Engines of better quality will hold up much better if there speeds are not matched. Again, faster in the front.
Far as switching the wiring. Where the wires connect to the motor, reveries them. You will need a soldering iron.
They ought to. The little motors tend to run at about the same speed under the same load. The gear ratios are limited by geometrical considerations (like will it fit inside the locomotive). The geometry is the same for all makers.
In practice no two locomotives run at exactly the same speed, one is always faster than the other. As long as the difference in speed isn’t too great, they run just fine coupled together. The faster locomotive will attempt to pull (or push) the slower one. Nothing wrong with this, the couplers are plenty strong enough to resist the pulling or pushing forces and the locomotives are heavy enough to stay on the track despite a bit of pushing on the tender.
I will confess that on my layout the locomotive consists are usually all from one maker. Say a matched ABBA set of Alco FA2’s or an ABA set of F units, so I don’t have that much experience double heading mixed makes, but I don’t see how it differs fundamentally from double heading same make locomotives, other than the speed differences might be larger.
Usually the locomotive consist is locomotives of the same general size. You might have derailments on sharp curves if a short locomotive is coupled to a long one. Never had that problem, since I never double head a yard switcher with an E8.
If a locomotive is running backwards to the rest of the fleet, it is miswired! Positive on the right hand rail (analog DC) = motion away from the viewer, whether you are looking at the cab windows or the south end of a northbound tender.
If only one loco is running on the opposite direction, check to see what has to be done to swap connections to the motor brushes. Each loco is wiring specific. Since I don’t own any U. S. prototype diesels, I will leave that to someone who does.
If you want to see if they’re close enough, simply run one behind the other. If one is significantly faster than the other I wouldn’t run them together. If you only lose an inch or so per foot of travel you’ll probably be ok.
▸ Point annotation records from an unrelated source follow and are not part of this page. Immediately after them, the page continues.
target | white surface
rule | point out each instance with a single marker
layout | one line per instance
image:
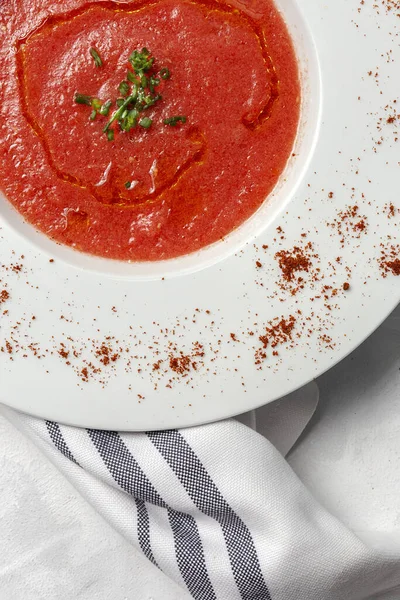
(229, 289)
(349, 458)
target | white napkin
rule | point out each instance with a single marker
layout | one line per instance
(218, 509)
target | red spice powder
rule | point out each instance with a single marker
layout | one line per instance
(4, 295)
(291, 261)
(389, 261)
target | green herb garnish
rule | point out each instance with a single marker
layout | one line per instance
(137, 93)
(105, 108)
(173, 121)
(141, 61)
(124, 88)
(96, 57)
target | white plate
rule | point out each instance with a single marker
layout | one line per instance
(80, 301)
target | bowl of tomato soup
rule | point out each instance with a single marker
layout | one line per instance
(153, 138)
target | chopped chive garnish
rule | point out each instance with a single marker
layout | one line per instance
(96, 57)
(124, 88)
(173, 121)
(164, 73)
(137, 93)
(105, 109)
(96, 103)
(145, 122)
(141, 61)
(118, 113)
(82, 99)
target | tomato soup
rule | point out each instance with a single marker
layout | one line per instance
(144, 130)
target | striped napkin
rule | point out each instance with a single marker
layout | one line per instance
(218, 509)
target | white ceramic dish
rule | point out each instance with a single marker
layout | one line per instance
(79, 301)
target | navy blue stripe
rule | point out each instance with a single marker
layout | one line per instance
(190, 556)
(59, 441)
(206, 496)
(130, 477)
(143, 528)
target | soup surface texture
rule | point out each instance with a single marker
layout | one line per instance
(158, 190)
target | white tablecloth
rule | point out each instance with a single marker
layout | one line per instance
(53, 546)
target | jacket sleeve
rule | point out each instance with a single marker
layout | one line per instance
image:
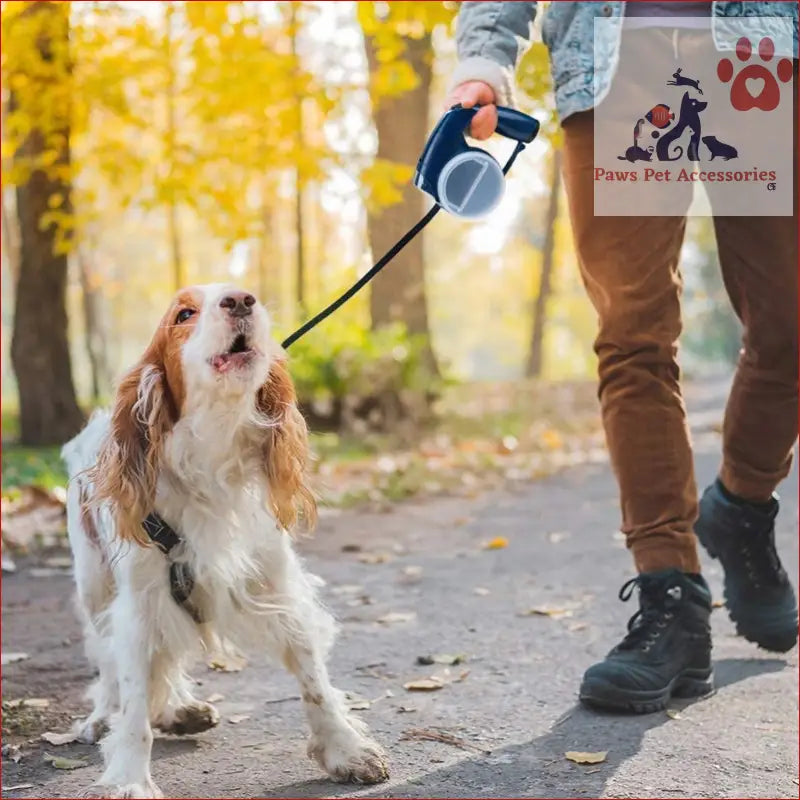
(491, 38)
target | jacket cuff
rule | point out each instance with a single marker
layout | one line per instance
(478, 68)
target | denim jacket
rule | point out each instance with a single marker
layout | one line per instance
(491, 38)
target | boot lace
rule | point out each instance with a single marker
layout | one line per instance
(657, 609)
(761, 558)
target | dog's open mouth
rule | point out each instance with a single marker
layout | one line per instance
(239, 354)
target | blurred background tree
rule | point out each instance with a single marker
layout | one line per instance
(271, 144)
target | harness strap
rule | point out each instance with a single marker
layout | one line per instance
(181, 579)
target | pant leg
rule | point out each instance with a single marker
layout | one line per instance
(758, 256)
(630, 268)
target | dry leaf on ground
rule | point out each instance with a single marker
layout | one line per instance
(58, 739)
(424, 685)
(555, 613)
(59, 762)
(12, 658)
(586, 758)
(397, 616)
(498, 543)
(441, 658)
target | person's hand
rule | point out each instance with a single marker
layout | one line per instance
(474, 93)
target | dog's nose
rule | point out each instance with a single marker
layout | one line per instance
(239, 304)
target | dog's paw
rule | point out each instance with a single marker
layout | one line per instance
(90, 731)
(349, 757)
(194, 718)
(113, 790)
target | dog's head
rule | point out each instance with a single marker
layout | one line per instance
(213, 363)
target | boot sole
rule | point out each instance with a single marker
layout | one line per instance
(778, 634)
(601, 694)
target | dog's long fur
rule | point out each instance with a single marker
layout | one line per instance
(212, 440)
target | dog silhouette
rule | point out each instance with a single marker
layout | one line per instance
(635, 153)
(689, 118)
(718, 148)
(680, 80)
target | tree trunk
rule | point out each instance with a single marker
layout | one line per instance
(299, 219)
(93, 328)
(536, 353)
(398, 293)
(173, 223)
(49, 412)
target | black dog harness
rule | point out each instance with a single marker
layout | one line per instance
(181, 579)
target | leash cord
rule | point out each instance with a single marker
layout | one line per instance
(374, 270)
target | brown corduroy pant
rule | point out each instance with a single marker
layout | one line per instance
(630, 268)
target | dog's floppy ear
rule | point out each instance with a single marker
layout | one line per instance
(285, 448)
(127, 467)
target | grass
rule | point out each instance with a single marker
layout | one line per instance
(40, 466)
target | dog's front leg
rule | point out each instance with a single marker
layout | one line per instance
(127, 747)
(339, 741)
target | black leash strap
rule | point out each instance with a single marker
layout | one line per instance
(373, 271)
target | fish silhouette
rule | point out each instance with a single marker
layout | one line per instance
(659, 116)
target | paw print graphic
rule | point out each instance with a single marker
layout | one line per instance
(742, 98)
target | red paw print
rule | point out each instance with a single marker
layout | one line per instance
(769, 96)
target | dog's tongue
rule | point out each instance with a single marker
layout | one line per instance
(221, 362)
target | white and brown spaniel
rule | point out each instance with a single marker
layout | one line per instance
(206, 444)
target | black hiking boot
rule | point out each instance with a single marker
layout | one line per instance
(667, 650)
(758, 594)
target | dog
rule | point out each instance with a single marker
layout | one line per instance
(721, 149)
(689, 117)
(206, 446)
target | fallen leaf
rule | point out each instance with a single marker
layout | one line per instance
(555, 613)
(397, 616)
(586, 758)
(424, 685)
(552, 439)
(441, 658)
(59, 762)
(347, 588)
(375, 558)
(58, 739)
(357, 703)
(226, 663)
(36, 702)
(12, 752)
(498, 543)
(12, 658)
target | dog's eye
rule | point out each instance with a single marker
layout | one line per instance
(184, 314)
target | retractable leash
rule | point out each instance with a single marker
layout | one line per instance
(466, 181)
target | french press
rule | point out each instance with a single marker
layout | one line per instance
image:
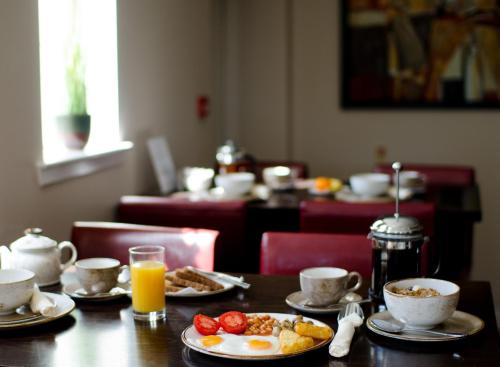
(396, 247)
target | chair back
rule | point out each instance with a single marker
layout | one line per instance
(287, 253)
(226, 217)
(183, 246)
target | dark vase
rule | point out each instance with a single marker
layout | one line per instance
(75, 130)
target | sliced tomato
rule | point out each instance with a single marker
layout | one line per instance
(233, 322)
(205, 324)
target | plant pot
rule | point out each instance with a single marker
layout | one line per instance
(75, 130)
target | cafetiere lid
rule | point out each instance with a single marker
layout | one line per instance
(397, 227)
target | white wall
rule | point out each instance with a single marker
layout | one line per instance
(164, 63)
(336, 142)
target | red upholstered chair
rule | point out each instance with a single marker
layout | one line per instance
(438, 175)
(227, 217)
(300, 168)
(356, 218)
(183, 246)
(287, 253)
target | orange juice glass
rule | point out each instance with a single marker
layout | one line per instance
(147, 270)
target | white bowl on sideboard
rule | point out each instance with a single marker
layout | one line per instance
(235, 184)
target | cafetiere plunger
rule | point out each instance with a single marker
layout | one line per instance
(396, 247)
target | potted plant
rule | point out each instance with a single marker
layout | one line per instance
(74, 126)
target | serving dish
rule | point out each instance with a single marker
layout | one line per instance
(75, 291)
(190, 337)
(189, 292)
(299, 301)
(25, 318)
(460, 321)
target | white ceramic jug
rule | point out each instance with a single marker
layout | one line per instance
(39, 254)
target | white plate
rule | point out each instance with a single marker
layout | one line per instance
(64, 305)
(298, 301)
(462, 322)
(185, 293)
(73, 289)
(190, 335)
(192, 293)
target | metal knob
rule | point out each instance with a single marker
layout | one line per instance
(33, 231)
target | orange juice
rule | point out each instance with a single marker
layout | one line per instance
(148, 286)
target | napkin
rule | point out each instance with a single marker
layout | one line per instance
(40, 303)
(341, 343)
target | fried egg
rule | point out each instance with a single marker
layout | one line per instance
(252, 345)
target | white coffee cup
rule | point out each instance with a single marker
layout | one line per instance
(97, 274)
(326, 285)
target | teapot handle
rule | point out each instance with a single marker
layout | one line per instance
(5, 258)
(74, 253)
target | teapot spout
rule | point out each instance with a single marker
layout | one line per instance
(5, 258)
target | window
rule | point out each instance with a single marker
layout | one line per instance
(92, 24)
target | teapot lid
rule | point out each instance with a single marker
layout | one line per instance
(33, 240)
(228, 153)
(397, 227)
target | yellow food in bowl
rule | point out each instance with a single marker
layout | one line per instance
(327, 184)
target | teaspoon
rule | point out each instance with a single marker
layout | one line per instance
(395, 326)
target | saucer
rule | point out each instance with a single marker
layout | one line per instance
(75, 290)
(24, 317)
(459, 321)
(298, 301)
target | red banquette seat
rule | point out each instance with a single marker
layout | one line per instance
(183, 246)
(226, 217)
(287, 253)
(438, 175)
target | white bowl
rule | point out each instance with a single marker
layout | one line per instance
(279, 177)
(16, 289)
(370, 184)
(235, 184)
(197, 179)
(422, 312)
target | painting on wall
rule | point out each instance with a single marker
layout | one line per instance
(420, 53)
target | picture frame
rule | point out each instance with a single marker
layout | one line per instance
(419, 58)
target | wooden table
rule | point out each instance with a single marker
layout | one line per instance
(105, 334)
(457, 210)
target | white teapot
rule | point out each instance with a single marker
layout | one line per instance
(39, 254)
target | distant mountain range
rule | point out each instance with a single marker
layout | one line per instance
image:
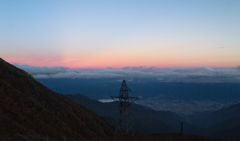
(30, 110)
(144, 119)
(146, 88)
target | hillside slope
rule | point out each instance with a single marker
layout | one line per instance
(219, 116)
(29, 108)
(144, 119)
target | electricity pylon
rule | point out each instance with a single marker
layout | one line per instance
(123, 102)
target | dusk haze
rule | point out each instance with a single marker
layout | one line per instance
(101, 34)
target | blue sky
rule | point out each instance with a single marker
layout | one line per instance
(101, 34)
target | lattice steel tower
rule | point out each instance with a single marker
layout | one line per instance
(123, 102)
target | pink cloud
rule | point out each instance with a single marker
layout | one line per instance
(222, 47)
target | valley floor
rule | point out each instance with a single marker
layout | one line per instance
(156, 137)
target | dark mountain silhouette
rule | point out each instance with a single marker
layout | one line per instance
(227, 129)
(219, 116)
(224, 123)
(144, 119)
(29, 109)
(146, 88)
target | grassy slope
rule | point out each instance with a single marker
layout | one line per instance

I have no problem running my two SDP40F’s together. One is on an Athearn blue box chassis rebuilt to the newer hex shaft design and the other is on a Proto 2000 E6 chassis that was chopped to fit under the SDP40F shell. Both are fitted with Digitrax DZ125 decoders and were easily speed matched under the 3 step speed table in the Digitrax decoder manual. I used the slower unit as a baseline and adjusted the numbers of the faster unit downward until they both ran at the same speed.
I have been a model Railroader since 1960 and back in my DC cab control days before I switched to DCC I wanted to do the same thing. I used the following method for double heading trains and it worked for more than 25 years so Good luck.
Your best bet if you have no plans to go with DCC is to buy 2 of each engine from the same manufacturer and run them in pairs even then there is no guarantee it will be trouble free.
The chance of having two engines from two different manufactures running together without harming one if not both is 1 in 20 for them to even come close . There will always be one of the engines that is pulling harder then the other. This can cause the engine working the hardest to burn itself out or worse short out the power supply or the windings in one or both motors.
If your running two like engines from the same manufacture your chance of them running very close to the same speed at the same time is at least 90% better.
The only other thing you can do is, when you buy the engines your wanting to team up together run them on two tracks one next to the other hooked up to the same power supply and place one engine on each track and then run them in a race when you find a pair of engines that run close to the same speed at the same time team them up and if one is faster than the other make it the lead engine.
This is what I did for more than 25 years. After that I started experimenting with early DCC and now using DCC I have no trouble running 5 engines at the same speed control in a single 100 car train.